KUALA LUMPUR: Bank Negara Malaysia decided to maintain the Overnight Policy Rate (OPR) at 1.75% at the Monetary Policy Committee (MPC) meeting on Thursday, which was in line with economists’ expectations.
It said in a statement that for the Malaysian economy, better-than-expected economic activity in the first quarter of 2021 continued into April. These were reflected by latest indicators, particularly on exports, retail spending and labour market conditions, it said.
However, Bank Negara noted the reimposition of nation-wide containment measures to curb the resurgence in Covid-19 cases will dampen the growth momentum.
“The degree of impact to the economy is highly dependent on the stringency and duration of containment measures, ” it said.
StarBiz reported that after a cumulative 125 basis points cut in the OPR last year to fuel economic growth, economists agree that the current interest rate is sufficient to accommodate the economy.
“A cut in interest rates is not likely to help to stimulate the economy due to inflationary pressure amid the pandemic and tighter restrictions. Most parts of the Klang Valley are under a two-week enhanced movement control order, ” StarBiz reported.
There were 8, 868 new Covid-19 infections on Thursday, bringing the cumulative cases to 808, 658 in the country. Selangor had the most infections at 4, 152 and raising the total in the state to 272, 993 cases.
On the impact of the containment measures, Bank Negara pointed out continued allowances for essential economic sectors to operate and various policy support packages would partly mitigate the impact of the restrictions.
It noted the essential sectors were allowed to operate albeit at a reduced capacity while higher adaptability to remote work, automation and digitalisation will partly mitigate the impact of restrictions.
“The various policy support packages will alleviate some of the financial burdens of households and businesses. Favourable external demand conditions will continue to provide a lift to growth.

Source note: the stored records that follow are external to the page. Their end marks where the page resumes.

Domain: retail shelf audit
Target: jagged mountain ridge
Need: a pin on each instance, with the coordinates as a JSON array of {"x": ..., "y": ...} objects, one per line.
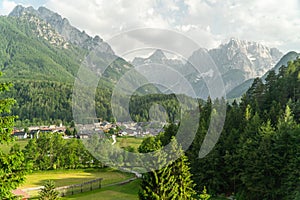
[
  {"x": 64, "y": 28},
  {"x": 237, "y": 61},
  {"x": 242, "y": 88}
]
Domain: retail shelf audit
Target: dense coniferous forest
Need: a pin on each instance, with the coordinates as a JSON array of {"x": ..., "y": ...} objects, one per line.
[{"x": 257, "y": 155}]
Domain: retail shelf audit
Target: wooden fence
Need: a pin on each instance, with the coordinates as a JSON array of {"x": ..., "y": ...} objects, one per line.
[{"x": 79, "y": 188}]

“Going forward, the gradual relaxation of containment measures, alongside the rapid progress of the domestic vaccination programme and continued strength in external demand will provide support for the growth recovery into 2022, ” it said.
On the inflation rate, it said the headline inflation spiked recently due mainly to the base effect from low fuel prices in the second quarter of last year.

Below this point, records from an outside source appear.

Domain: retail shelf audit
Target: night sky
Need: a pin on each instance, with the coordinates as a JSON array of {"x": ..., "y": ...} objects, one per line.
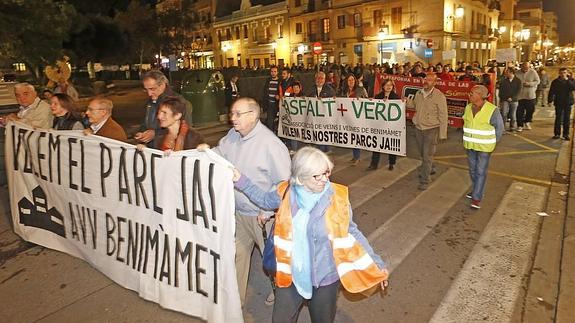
[{"x": 565, "y": 10}]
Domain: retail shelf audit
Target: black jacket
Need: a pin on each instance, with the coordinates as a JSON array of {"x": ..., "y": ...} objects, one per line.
[
  {"x": 509, "y": 89},
  {"x": 561, "y": 92}
]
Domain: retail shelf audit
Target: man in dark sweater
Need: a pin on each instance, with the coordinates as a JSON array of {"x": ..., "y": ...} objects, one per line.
[
  {"x": 509, "y": 88},
  {"x": 561, "y": 94}
]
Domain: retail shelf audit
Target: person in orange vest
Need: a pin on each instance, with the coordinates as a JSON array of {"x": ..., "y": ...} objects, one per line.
[{"x": 318, "y": 247}]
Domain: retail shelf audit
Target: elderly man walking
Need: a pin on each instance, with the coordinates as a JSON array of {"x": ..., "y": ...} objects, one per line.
[
  {"x": 527, "y": 96},
  {"x": 482, "y": 129},
  {"x": 430, "y": 122},
  {"x": 99, "y": 114},
  {"x": 256, "y": 152},
  {"x": 33, "y": 111}
]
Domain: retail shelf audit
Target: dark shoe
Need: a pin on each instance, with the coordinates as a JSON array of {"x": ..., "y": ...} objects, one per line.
[{"x": 475, "y": 204}]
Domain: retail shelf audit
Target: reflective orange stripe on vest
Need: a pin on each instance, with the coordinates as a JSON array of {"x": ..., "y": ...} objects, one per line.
[{"x": 355, "y": 267}]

“This spike is transitory and headline inflation is projected to moderate in the near term as this base effect dissipates.
“For 2021 as a whole, headline inflation is projected to average closer to the lower bound of the forecast range.
“Underlying inflation, as measured by core inflation, is expected to remain subdued, averaging between 0.5% and 1.5% for the year, amid continued spare capacity in the economy, ” it said, adding that however the outlook was subject to global commodity price developments.
“The MPC considers the stance of monetary policy to be appropriate and accommodative. In addition, fiscal and financial measures will continue to cushion the economic impact on businesses and households and provide support to economic activity.
“Given the uncertainties surrounding the pandemic, the stance of monetary policy will continue to be determined by new data and information and their implications on the overall outlook for inflation and domestic growth.
“The Bank remains committed to utilise its policy levers as appropriate to foster enabling conditions for a sustainable economic recovery, ” Bank Negara said.